Cuando las cosas van mal en la cárcel, cuando alguien o algo llega a romper la cerrada fila de los días y los baraja y revuelca en un desorden que viene de afuera, cuando esto sucede, hay ciertos síntomas infalibles, ciertas señales preliminares que anuncian la inminencia de los días malos. En la mañana, a la primera lista, un espeso sabor de trapo nos seca la boca y nos impide dar los buenos días a los compañeros de celda. Cada cual va a colocarse como puede, en espera del sargento que viene a firmar el parte. Después llega el rancho. Los rancheros no gritan su «¡Esos que agarran pan!», que los anuncia siempre, o su «esos que quieren atole», con el que rompen el poco encanto que aún ha dejado el sueño en quienes se tambalean sin acabar de convencerse que están presos, que están en la cárcel. La comida llega en silencio y cada cual se acerca con su plato y su pocillo para recibir la ración que le corresponde y ni protesta, ni pide más, ni dice nada. Solamente se quedan mirando al vigilante, al «mono», como a un ser venido de otro mundo. Los que van a los baños de vapor perciben más de cerca y con mayor evidencia al nuevo huésped impalpable, agobiador, imposible.
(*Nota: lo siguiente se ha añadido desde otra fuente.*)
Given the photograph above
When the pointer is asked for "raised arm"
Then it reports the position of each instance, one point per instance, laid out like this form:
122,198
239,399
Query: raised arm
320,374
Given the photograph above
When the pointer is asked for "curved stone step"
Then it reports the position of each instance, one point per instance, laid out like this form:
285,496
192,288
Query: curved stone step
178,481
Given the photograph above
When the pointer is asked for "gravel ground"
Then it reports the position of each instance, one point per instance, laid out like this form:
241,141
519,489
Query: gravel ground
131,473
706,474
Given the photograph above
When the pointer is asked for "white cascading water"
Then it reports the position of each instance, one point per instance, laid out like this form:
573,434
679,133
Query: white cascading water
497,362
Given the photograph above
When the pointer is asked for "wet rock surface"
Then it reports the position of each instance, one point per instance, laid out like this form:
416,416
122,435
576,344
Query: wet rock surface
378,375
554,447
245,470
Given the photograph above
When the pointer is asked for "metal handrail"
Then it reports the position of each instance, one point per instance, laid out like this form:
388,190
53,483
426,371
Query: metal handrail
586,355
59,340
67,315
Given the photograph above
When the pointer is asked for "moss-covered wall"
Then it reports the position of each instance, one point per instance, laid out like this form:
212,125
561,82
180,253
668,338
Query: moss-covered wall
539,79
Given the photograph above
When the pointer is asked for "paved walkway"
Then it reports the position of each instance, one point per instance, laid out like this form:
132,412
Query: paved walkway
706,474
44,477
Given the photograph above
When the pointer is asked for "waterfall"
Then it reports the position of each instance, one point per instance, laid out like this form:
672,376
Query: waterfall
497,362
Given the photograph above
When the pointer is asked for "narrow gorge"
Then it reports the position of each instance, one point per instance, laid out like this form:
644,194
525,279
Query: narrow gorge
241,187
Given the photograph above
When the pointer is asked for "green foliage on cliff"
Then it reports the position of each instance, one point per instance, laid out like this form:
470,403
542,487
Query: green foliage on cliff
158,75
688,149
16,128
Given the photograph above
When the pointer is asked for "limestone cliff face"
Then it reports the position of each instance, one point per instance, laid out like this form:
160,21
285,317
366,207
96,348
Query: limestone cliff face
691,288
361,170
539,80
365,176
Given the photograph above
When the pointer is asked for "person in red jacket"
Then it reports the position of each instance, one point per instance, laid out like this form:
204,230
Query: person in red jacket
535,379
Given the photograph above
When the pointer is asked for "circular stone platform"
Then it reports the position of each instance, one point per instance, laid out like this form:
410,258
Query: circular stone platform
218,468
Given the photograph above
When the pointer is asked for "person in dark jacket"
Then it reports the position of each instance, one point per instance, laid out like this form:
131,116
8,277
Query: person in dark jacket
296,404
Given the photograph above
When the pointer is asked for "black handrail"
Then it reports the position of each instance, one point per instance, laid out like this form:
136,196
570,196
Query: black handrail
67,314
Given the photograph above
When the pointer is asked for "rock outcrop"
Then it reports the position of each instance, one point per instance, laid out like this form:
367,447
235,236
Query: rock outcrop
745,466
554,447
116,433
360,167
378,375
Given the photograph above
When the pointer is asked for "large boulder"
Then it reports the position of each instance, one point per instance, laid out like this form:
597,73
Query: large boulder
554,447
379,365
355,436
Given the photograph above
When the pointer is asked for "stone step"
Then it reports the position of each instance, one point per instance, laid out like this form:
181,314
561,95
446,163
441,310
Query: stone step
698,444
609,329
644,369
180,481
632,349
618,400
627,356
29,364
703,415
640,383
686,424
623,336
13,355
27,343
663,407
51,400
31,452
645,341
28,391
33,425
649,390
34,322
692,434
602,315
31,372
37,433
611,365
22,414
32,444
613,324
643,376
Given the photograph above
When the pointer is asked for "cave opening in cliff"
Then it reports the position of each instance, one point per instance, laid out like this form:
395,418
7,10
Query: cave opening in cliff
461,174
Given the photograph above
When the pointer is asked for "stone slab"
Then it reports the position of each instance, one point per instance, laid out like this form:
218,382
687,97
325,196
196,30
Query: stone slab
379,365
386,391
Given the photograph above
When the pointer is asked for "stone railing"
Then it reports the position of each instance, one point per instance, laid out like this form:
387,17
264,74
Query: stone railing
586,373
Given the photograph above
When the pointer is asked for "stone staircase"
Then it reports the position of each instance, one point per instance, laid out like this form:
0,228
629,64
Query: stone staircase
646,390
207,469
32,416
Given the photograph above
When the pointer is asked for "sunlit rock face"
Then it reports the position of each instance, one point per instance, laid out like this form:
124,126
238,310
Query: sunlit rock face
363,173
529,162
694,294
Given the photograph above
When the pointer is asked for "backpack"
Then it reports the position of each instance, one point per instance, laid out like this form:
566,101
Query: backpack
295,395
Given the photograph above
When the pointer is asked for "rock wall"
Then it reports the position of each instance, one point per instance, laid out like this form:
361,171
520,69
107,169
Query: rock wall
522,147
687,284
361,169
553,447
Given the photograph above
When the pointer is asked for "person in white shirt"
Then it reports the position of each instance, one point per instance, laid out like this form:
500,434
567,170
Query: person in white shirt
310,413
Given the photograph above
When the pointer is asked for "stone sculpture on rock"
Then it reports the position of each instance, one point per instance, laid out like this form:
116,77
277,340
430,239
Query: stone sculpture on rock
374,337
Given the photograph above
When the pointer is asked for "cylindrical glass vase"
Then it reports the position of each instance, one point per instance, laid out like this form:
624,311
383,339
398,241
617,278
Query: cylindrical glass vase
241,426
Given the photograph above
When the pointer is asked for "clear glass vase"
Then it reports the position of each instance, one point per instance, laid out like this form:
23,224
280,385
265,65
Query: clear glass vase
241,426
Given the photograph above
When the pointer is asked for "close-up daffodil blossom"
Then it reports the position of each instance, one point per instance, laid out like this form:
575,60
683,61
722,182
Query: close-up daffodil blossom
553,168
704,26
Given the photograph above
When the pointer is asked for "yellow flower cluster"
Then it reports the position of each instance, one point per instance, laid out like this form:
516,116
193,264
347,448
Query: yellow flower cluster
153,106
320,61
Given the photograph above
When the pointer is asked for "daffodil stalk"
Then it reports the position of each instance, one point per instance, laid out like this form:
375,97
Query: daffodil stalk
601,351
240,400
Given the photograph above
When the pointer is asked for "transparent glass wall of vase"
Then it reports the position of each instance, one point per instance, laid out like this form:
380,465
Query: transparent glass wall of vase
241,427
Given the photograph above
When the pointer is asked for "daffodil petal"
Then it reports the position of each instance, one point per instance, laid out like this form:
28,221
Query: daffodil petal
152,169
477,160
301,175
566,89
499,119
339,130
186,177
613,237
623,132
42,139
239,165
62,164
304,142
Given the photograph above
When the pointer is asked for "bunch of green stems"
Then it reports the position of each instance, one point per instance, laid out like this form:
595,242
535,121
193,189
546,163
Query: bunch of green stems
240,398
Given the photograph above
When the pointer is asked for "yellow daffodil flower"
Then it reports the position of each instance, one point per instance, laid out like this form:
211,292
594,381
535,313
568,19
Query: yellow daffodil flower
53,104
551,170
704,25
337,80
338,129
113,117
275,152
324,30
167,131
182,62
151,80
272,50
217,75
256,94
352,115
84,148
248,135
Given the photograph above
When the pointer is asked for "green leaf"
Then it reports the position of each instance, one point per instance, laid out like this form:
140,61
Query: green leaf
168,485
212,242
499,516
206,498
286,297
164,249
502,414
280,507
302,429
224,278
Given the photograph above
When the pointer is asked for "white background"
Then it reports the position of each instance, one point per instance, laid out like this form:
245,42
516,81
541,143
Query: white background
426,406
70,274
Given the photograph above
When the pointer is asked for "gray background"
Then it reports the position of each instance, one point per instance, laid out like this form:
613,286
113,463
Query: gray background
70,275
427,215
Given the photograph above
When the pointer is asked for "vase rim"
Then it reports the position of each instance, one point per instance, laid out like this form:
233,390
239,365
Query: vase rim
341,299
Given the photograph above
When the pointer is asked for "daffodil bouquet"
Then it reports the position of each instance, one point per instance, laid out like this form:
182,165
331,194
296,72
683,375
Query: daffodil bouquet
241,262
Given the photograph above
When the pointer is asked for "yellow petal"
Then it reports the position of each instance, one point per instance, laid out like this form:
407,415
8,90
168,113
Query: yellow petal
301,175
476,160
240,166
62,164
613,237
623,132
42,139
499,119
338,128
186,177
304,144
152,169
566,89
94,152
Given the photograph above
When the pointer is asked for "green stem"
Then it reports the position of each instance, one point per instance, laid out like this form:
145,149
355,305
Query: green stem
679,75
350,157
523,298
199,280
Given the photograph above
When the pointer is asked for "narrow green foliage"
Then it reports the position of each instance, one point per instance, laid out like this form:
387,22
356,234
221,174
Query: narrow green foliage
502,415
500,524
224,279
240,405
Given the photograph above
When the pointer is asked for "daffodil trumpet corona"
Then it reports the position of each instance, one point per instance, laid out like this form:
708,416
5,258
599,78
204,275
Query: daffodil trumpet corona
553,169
Se jabonan en silencio y mientras se secan con la toalla, se quedan largo rato mirando hacia el vacío, no como cuando se acuerdan «de afuera», sino como si miraran una nada gris y mezquina que se los está tragando lentamente. 
 

   Y así pasa el día en medio de signos, de sórdidos hitos que anuncian una sola presencia: el miedo. El miedo de la cárcel, el miedo con polvoriento sabor a tezontle, a ladrillo centenario, a pólvora vieja, a bayoneta recién aceitada, a rata enferma, a reja que gime su óxido de años, a grasa de los cuerpos que se debaten sobre el helado cemento de las literas y exudan la desventura y el insomnio.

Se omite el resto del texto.